Thanks everyone for your help, I finally found that for some unknown reason, someone had indeed set the truststore password in Catalina.properties (via javax.net.ssl.trustStorePassword). It seems that this takes priority even over the java variables set in the Tomcat UI :(

0
votes

For the sake of completeness, this can also occur if the identically configured keystore file does not exist (here: erreneous file:/// prefix).

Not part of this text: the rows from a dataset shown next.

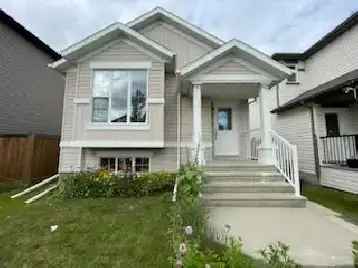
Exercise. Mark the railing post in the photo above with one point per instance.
(295, 170)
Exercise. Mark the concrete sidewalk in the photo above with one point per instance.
(316, 235)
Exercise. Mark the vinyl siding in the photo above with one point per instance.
(343, 179)
(296, 126)
(185, 46)
(77, 117)
(31, 94)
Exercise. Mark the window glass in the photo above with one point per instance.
(292, 77)
(125, 165)
(141, 164)
(100, 110)
(138, 96)
(119, 95)
(224, 119)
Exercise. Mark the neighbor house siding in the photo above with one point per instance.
(340, 178)
(296, 126)
(31, 94)
(185, 46)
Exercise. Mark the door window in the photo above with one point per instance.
(224, 119)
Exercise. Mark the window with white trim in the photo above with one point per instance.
(293, 77)
(119, 96)
(125, 165)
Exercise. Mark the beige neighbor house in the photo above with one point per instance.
(158, 92)
(316, 108)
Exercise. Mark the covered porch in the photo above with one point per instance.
(226, 79)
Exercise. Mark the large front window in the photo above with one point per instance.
(119, 96)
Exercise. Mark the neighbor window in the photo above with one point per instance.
(125, 165)
(293, 77)
(119, 96)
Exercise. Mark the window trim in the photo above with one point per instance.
(120, 124)
(133, 157)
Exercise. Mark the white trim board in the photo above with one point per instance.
(112, 144)
(121, 65)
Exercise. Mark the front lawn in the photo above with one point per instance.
(113, 232)
(339, 201)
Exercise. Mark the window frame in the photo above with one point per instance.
(123, 124)
(295, 69)
(133, 158)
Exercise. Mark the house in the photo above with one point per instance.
(158, 92)
(316, 108)
(31, 96)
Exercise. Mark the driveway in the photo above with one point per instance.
(316, 235)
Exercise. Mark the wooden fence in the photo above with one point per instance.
(28, 157)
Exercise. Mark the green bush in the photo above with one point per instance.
(103, 184)
(276, 255)
(355, 253)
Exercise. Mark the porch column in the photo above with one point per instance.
(265, 150)
(197, 150)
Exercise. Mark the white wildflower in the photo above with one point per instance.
(188, 230)
(182, 248)
(53, 228)
(227, 228)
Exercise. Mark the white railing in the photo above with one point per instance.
(286, 160)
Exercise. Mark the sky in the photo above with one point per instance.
(268, 25)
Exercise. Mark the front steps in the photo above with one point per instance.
(247, 184)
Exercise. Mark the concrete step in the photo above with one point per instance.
(243, 177)
(253, 200)
(239, 167)
(248, 187)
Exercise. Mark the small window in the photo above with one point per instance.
(108, 164)
(141, 164)
(293, 77)
(332, 126)
(224, 119)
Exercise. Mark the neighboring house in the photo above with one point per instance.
(156, 92)
(31, 99)
(316, 108)
(31, 94)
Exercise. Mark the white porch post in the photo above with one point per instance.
(197, 150)
(265, 150)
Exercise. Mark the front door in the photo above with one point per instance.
(226, 129)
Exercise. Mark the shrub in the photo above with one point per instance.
(355, 253)
(103, 184)
(276, 255)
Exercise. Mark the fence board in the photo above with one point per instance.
(29, 157)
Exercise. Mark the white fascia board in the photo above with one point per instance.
(112, 144)
(117, 27)
(178, 20)
(241, 46)
(121, 65)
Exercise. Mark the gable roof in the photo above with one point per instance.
(160, 12)
(339, 30)
(27, 35)
(279, 69)
(342, 81)
(101, 37)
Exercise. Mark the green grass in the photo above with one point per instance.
(114, 232)
(341, 202)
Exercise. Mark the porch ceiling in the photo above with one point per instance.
(230, 91)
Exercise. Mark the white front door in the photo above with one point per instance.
(226, 129)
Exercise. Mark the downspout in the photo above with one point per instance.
(178, 122)
(315, 144)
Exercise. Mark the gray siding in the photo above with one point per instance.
(185, 46)
(30, 93)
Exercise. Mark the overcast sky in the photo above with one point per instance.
(268, 25)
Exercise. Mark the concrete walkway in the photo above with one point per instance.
(316, 235)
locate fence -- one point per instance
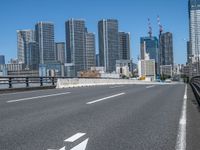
(26, 82)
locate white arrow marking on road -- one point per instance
(81, 146)
(112, 87)
(74, 137)
(102, 99)
(62, 148)
(150, 86)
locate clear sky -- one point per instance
(132, 16)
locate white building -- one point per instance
(147, 70)
(166, 70)
(194, 28)
(124, 67)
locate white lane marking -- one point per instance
(150, 86)
(112, 87)
(75, 137)
(63, 148)
(37, 97)
(81, 146)
(181, 137)
(105, 98)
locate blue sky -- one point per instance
(132, 16)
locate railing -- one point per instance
(195, 84)
(26, 82)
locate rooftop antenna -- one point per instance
(150, 28)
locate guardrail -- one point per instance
(11, 82)
(26, 82)
(195, 84)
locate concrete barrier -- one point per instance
(76, 82)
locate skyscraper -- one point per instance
(2, 59)
(33, 56)
(24, 37)
(75, 44)
(189, 52)
(90, 50)
(108, 43)
(149, 46)
(124, 46)
(60, 52)
(166, 49)
(194, 28)
(45, 39)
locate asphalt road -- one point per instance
(125, 117)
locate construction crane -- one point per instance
(150, 28)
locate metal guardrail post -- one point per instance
(10, 82)
(41, 81)
(27, 82)
(53, 81)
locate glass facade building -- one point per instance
(194, 28)
(90, 50)
(108, 43)
(166, 49)
(60, 52)
(124, 46)
(75, 44)
(45, 40)
(24, 37)
(2, 59)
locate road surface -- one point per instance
(122, 117)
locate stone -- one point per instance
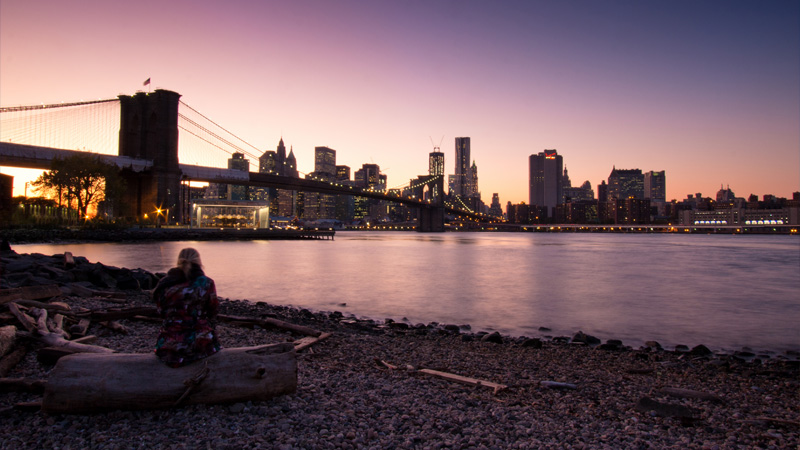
(700, 350)
(532, 343)
(452, 328)
(495, 338)
(585, 338)
(652, 345)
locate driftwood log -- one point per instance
(84, 382)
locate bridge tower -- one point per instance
(149, 130)
(431, 218)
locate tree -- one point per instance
(80, 180)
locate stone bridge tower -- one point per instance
(149, 130)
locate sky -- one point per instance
(708, 91)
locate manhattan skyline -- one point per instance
(706, 91)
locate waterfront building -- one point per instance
(545, 188)
(629, 211)
(655, 186)
(229, 214)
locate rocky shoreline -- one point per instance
(364, 387)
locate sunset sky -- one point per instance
(707, 90)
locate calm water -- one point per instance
(722, 291)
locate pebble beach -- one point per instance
(363, 388)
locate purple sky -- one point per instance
(707, 90)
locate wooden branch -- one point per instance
(58, 307)
(69, 260)
(304, 343)
(688, 393)
(29, 293)
(43, 335)
(558, 385)
(11, 360)
(386, 364)
(113, 325)
(464, 380)
(80, 328)
(22, 385)
(56, 325)
(105, 315)
(269, 323)
(7, 336)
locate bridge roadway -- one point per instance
(36, 157)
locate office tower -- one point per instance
(602, 191)
(280, 158)
(545, 180)
(325, 161)
(655, 186)
(495, 209)
(725, 195)
(462, 166)
(625, 183)
(287, 200)
(436, 163)
(472, 190)
(237, 161)
(369, 177)
(342, 173)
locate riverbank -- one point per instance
(32, 235)
(362, 388)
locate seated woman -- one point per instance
(187, 300)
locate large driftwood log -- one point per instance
(7, 336)
(83, 383)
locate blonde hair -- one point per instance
(186, 258)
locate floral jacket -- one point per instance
(188, 306)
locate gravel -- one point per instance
(348, 399)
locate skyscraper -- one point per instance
(544, 182)
(237, 161)
(655, 186)
(625, 183)
(325, 161)
(462, 166)
(436, 163)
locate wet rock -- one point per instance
(584, 338)
(452, 328)
(653, 345)
(495, 338)
(532, 343)
(700, 350)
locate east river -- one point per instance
(723, 291)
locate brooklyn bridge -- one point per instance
(153, 138)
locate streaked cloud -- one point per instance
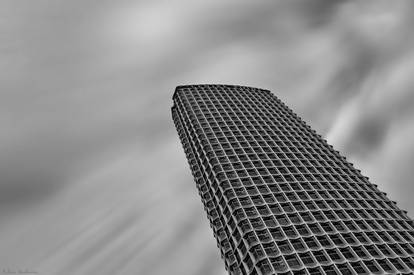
(93, 178)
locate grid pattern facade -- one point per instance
(280, 200)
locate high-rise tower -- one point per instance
(280, 200)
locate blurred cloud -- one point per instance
(93, 178)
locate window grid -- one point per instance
(278, 197)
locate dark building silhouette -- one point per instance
(280, 200)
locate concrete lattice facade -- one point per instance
(280, 200)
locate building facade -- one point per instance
(280, 200)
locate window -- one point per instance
(307, 258)
(324, 241)
(284, 247)
(292, 261)
(271, 249)
(337, 240)
(290, 231)
(385, 265)
(311, 242)
(276, 233)
(320, 256)
(298, 244)
(372, 266)
(358, 267)
(347, 252)
(334, 254)
(360, 252)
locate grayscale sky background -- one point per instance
(93, 179)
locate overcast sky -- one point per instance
(93, 179)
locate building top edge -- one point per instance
(180, 87)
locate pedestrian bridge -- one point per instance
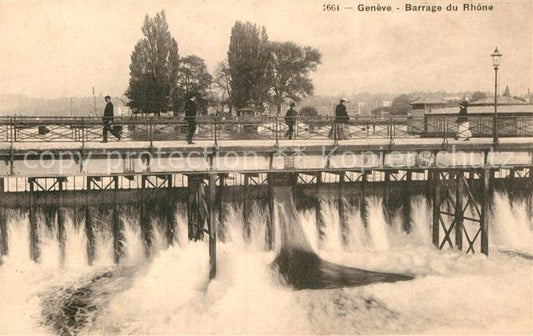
(71, 146)
(49, 165)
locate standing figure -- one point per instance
(108, 117)
(341, 118)
(190, 118)
(463, 126)
(290, 120)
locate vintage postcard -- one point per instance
(266, 167)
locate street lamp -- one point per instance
(496, 57)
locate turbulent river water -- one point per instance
(169, 293)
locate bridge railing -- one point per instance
(215, 128)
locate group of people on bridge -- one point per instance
(337, 131)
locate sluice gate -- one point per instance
(460, 198)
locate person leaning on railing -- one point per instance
(341, 118)
(190, 118)
(290, 120)
(463, 126)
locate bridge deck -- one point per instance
(359, 144)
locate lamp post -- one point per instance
(496, 57)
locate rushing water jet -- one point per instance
(301, 267)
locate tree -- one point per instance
(290, 66)
(153, 65)
(222, 81)
(248, 61)
(400, 105)
(194, 80)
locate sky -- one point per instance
(64, 48)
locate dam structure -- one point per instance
(49, 167)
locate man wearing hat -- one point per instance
(463, 126)
(190, 118)
(290, 120)
(108, 117)
(341, 118)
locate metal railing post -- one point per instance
(215, 129)
(276, 120)
(445, 134)
(391, 131)
(334, 128)
(150, 130)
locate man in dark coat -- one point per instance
(290, 120)
(341, 118)
(190, 118)
(108, 117)
(463, 126)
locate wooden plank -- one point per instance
(484, 228)
(116, 228)
(4, 248)
(406, 203)
(212, 227)
(459, 185)
(318, 210)
(341, 206)
(436, 207)
(144, 218)
(246, 209)
(61, 222)
(34, 238)
(89, 228)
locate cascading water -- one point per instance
(170, 292)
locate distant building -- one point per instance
(427, 104)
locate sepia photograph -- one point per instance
(254, 167)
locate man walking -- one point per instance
(190, 118)
(463, 126)
(341, 118)
(108, 117)
(290, 120)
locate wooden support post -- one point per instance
(89, 228)
(212, 222)
(246, 209)
(270, 228)
(4, 248)
(318, 209)
(483, 221)
(529, 195)
(117, 228)
(436, 206)
(406, 202)
(194, 218)
(511, 187)
(34, 237)
(363, 204)
(220, 207)
(459, 191)
(61, 221)
(170, 212)
(341, 205)
(144, 218)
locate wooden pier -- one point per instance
(458, 179)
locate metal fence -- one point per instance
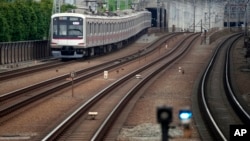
(13, 52)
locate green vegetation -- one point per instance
(24, 20)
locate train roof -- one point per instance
(98, 16)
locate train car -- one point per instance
(163, 13)
(77, 35)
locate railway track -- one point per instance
(218, 102)
(128, 86)
(15, 100)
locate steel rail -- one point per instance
(83, 108)
(108, 65)
(102, 130)
(202, 100)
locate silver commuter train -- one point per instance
(77, 35)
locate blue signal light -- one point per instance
(185, 114)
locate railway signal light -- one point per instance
(164, 117)
(185, 116)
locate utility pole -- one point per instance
(158, 13)
(194, 16)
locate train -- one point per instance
(76, 35)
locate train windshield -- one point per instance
(67, 27)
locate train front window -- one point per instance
(68, 27)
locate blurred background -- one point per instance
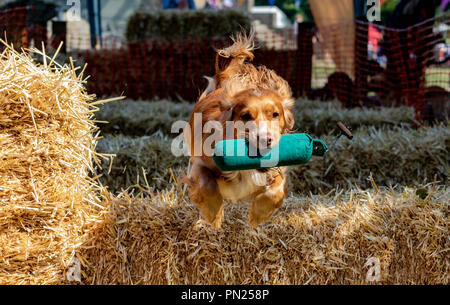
(382, 72)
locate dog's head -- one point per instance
(259, 115)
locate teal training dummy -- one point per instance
(293, 149)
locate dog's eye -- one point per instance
(246, 117)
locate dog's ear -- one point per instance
(288, 104)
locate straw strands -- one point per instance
(139, 118)
(47, 146)
(393, 155)
(327, 239)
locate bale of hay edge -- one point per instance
(326, 239)
(47, 148)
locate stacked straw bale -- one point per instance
(326, 239)
(393, 156)
(47, 199)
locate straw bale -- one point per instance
(324, 239)
(47, 199)
(139, 118)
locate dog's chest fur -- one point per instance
(241, 185)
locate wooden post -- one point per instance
(361, 41)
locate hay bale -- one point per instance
(47, 200)
(324, 239)
(415, 154)
(139, 118)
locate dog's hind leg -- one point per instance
(204, 191)
(266, 203)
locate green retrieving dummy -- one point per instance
(293, 149)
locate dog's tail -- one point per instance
(236, 54)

It still leads to:

trustStore is: No File Available, using empty keystore.
trustStore type is : jks
trustStore provider is : 
init truststore
keyStore is : file:///c:/my.jks
keyStore type is : jks
keyStore provider is : 

Compared to OpenJDK 1.8.0.181, the keyStore is : line just misleadingly outputs javax.net.ssl.keyStore [1] while the given trustStore is checked for existance first [2].

[1] sun.security.ssl.SSLContextImpl
[2] sun.security.ssl.TrustManagerFactoryImpl

-2
votes

You don't need to supply the truststore password. So, don't.

NB keytool -list doesn't need the password at all, and it isn't proof you know the correct password. The error you're getting, on the other hand, is proof that the password is incorrect.

You should not use the same file for both keystore and truststore.